OWASP / java-html-sanitizer

Takes third-party HTML and produces HTML that is safe to embed in your web application. Fast and easy to configure.
Other
854 stars 214 forks source link

Preserve the casing of tags and attributes names. #182

Closed wookie41 closed 4 years ago

wookie41 commented 5 years ago

It would be nice if the the policy builder had an option that disabled the "sanitization" of tags and attributes names. Currently all names are converted to lowercase which is ok when you're using it for HTML only, but if there is an SVG image nested inside the HTML it breaks. For example, when viewBox attribute on is converted to viewbox and the image is not displayed correctly.

zeeneir commented 4 years ago

Please add an option to preserve casing of tags and attributes. I've the same issue with sanitizing svg. This is one of the best tools out there and this particular shortcoming is a show stopper for my project. Any possible workarounds is also appreciated until this is fixed. Thanks!

wookie41 commented 4 years ago

@zeeneir a while back I did something like this and actually forgot to open a pull request for it.
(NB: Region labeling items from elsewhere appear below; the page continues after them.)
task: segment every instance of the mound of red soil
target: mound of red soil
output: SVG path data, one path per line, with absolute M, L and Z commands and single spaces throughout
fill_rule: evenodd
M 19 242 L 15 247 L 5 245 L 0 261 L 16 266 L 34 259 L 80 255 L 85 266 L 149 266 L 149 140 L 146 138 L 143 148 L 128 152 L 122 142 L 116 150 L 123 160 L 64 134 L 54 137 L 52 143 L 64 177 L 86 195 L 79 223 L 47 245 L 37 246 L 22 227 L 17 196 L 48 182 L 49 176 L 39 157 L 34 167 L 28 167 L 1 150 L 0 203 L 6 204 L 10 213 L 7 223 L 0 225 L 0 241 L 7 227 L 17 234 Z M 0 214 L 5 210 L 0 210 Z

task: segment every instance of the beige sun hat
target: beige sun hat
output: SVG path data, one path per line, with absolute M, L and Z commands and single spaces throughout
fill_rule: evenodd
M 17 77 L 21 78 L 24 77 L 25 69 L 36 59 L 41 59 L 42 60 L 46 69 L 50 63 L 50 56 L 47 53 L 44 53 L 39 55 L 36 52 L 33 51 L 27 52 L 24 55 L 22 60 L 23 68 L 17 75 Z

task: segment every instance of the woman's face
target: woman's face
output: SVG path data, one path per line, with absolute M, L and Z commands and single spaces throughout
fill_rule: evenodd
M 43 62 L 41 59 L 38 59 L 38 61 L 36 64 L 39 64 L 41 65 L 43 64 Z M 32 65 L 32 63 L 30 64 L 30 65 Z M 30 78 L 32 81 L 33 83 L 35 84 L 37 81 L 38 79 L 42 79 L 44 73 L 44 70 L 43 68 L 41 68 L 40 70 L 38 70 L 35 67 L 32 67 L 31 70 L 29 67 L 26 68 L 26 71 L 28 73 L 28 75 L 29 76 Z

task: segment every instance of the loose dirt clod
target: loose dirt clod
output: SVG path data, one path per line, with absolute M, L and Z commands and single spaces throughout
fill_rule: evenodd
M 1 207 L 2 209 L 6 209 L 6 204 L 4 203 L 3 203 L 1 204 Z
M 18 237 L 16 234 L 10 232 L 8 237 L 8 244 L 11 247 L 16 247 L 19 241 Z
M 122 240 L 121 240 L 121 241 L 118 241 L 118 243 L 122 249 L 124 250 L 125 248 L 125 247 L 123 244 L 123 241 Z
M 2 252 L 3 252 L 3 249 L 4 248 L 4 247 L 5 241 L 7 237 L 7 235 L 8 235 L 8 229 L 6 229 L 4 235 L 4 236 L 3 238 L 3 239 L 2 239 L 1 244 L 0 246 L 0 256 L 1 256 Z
I'll review it on monday and open a PR.

https://github.com/wookie41/java-html-sanitizer/commit/affcccd93cec5a3c91856316179658471a2006f0

zeeneir commented 4 years ago

@wookie41 excellent and thanks :ok_hand:

jmanico commented 4 years ago

Can you explain how case sensitivity is a problem? and render the same as a simple example. Where is this a problem for you, can you give us a test case?

Regards.

Jim Manico @Manicode

On Mar 27, 2020, at 10:50 AM, zeeneir notifications@github.com wrote:

 Please add an option to preserve casing of tags and attributes. I've the same issue with sanitizing svg. This is one of the best tools out there and this particular shortcoming is a show stopper for my project. Any possible workarounds is also appreciated until this is fixed. Thanks!

— You are receiving this because you are subscribed to this thread. Reply to this email directly, view it on GitHub, or unsubscribe.
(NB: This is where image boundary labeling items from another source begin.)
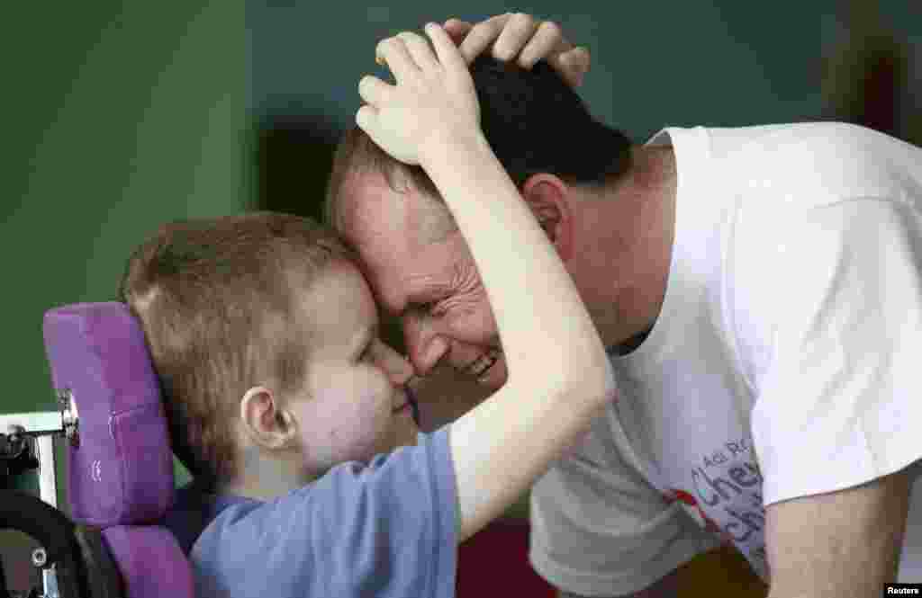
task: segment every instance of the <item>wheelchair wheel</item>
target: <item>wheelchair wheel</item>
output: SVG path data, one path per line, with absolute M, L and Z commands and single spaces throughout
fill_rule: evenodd
M 55 564 L 62 598 L 89 598 L 74 523 L 57 509 L 18 490 L 0 491 L 0 529 L 31 536 L 46 554 L 45 568 Z
M 124 598 L 124 588 L 115 559 L 102 533 L 89 525 L 76 525 L 75 535 L 83 553 L 83 564 L 92 598 Z

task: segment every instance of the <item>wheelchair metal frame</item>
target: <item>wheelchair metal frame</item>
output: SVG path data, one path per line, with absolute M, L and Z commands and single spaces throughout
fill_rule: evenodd
M 54 440 L 65 438 L 68 441 L 79 443 L 79 417 L 77 413 L 77 404 L 72 400 L 69 391 L 55 393 L 58 411 L 43 411 L 34 413 L 0 414 L 0 437 L 18 444 L 22 441 L 30 442 L 27 448 L 38 459 L 39 498 L 51 507 L 57 509 L 57 475 L 54 461 Z M 7 455 L 0 455 L 6 458 Z M 21 472 L 20 472 L 21 473 Z M 31 555 L 31 562 L 35 567 L 42 568 L 41 580 L 44 598 L 62 598 L 58 591 L 57 572 L 55 564 L 46 566 L 47 556 L 44 548 L 36 548 Z M 6 589 L 2 588 L 6 592 Z M 69 596 L 64 598 L 71 598 Z

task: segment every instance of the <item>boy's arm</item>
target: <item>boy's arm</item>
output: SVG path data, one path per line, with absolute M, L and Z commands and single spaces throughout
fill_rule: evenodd
M 495 315 L 506 384 L 459 418 L 450 443 L 463 541 L 502 514 L 588 429 L 614 377 L 569 274 L 479 128 L 467 65 L 444 30 L 379 45 L 397 81 L 365 77 L 356 121 L 420 163 L 467 240 Z

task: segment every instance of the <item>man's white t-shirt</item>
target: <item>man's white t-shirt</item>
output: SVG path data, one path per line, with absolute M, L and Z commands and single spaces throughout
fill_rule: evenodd
M 922 457 L 922 149 L 855 125 L 668 128 L 661 312 L 620 398 L 532 492 L 531 561 L 637 592 L 721 541 L 767 580 L 765 506 Z

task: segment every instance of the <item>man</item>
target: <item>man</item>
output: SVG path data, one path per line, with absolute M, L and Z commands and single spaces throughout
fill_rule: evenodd
M 676 567 L 723 540 L 772 596 L 879 595 L 922 457 L 922 150 L 838 123 L 631 146 L 540 67 L 475 63 L 483 129 L 621 398 L 534 487 L 534 567 L 561 595 L 673 595 Z M 419 169 L 353 131 L 328 200 L 418 372 L 502 386 L 488 297 Z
wookie41 commented 4 years ago

@jmanico SVG renderers actually care about the casing (at least the one in Firefox) and the image simply doesn't show, when viewBox is sanitized to viewbox. I know that this isn't an svg sanitizer, but it does the job I need it to do after creating an svg policy.

jmanico commented 4 years ago

That’s a pretty solid test case of you ask me.

-- Jim Manico @Manicode

On Mar 27, 2020, at 11:03 AM, Łukasz Bogaczyński notifications@github.com wrote:

 @jmanico SVG renderers actually care about the casing (at least the one in Firefox) and the image simply doesn't show, when viewBox is sanitized to viewbox. I know that this isn't an svg sanitizer, but it does the job I need it to do, after creating an svg policy.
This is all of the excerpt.